South African equities have taken a massive blow this week, due to the tidal waves sent through emerging markets, following the US China scuffle. With SA’s political landscape still trying to find a way forward, the global slowdown and now the decay of emerging markets through the trade war, things aren’t looking too bright on SA shores when it comes to the equity market. And to top this all off, the almost clandestine behavior seen in a growing amount of South African listed entities has seen liquidity drying up on the Johannesburg Securities Exchange (JSE) in 2019.

This week saw Massmart, Brait and Sasol all experiencing devastating 10.00% down days – a trend that seems to be becoming a normal daily event on the JSE.

  • Massmart: headline earnings guidance said to almost halve for the six months to June 2019. New CEO also appointed, Mitchell Slape – from US’ Walmart.
  • Sasol: Lake Charles project cost increases to around 50.00% more than initially planned. Total expected cost of the project to come in at around $12.75 billion – $1 billion more than expected three months ago.
  • Brait: Net asset value of their business to fall between 23.4% and 27.00%. This sending the share price to seven-year-lows of around R20.45.

Having said this, these market moves that local shareholders have to uncomfortably and more consistently ride-out have started to become a topic of concern.

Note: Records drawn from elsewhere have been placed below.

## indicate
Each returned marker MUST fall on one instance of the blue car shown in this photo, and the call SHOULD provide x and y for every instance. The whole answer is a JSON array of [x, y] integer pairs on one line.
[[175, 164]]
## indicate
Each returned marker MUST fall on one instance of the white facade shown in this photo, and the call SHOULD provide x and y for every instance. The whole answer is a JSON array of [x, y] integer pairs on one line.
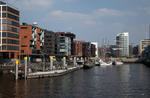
[[122, 42], [96, 46]]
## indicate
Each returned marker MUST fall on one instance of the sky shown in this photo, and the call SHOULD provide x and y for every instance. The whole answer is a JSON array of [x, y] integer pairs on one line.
[[90, 20]]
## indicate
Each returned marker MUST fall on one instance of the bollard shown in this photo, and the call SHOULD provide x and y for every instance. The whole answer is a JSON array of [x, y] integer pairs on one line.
[[65, 65], [75, 62], [25, 68], [82, 60], [51, 63], [17, 62]]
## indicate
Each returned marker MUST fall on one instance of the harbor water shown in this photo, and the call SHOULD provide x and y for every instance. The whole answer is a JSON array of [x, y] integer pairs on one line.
[[125, 81]]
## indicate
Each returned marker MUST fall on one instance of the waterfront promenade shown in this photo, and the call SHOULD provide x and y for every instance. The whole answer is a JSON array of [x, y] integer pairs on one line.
[[125, 81]]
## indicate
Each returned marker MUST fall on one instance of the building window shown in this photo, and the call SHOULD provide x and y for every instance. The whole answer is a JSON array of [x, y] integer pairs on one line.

Are South African companies trustworthy anymore? Have they miscalculated the economic trends we’re seeing in 2019? Is the JSE watchdog being strict enough on the portfolio-damaging moves that have become all too familiar on the All Share Index? Is liquidity drying up on SA shores?

Here’s some of the bigger movers on the JSE for the 2019 year so far, as at Friday morning:

  • Impala Platinum: up 47.38%
  • Kumba Iron Ore: up 52.36%
  • Lonmin: up 33.73%
  • Tongaat Hulett: down 65.51%
  • Rebosis Property Fund: down 66.91%
  • Delta Property Fund: down 48.44%

Year-to-date, the JSE All Share index is up 2.91% and the Top 40 up 3.35%, both taking quite a knock over the last trading week. Sector-wise, industrials have now returned 5.45%, resources 3.26% and financials -0.80% for the 2019 year so far.


One needs to take caution of a potential crack in the equity markets that will ultimately be artificially driven by the US China trade war. Emerging markets and European stocks are at attractive prices currently, however a more patient approach may see the underlying investor shaping better in the longer run, given the current economic and political climate. Closer to home, a keen ear should be focused on Ramaphosa and his plans for our beloved country.

“Sell in May and go away”, they say.

When looking at the JSE All Share index specifically, if you’d sold (closed one’s JSE All Share position) in May every year since 1996, the market would’ve beaten you 15 out of those 22 years. Just goes to show that fairy tales should remain in the story books.

On Friday morning the rand would’ve set investors back R14.43 per Greenback, R16.16 a euro and R18.30 a British pound.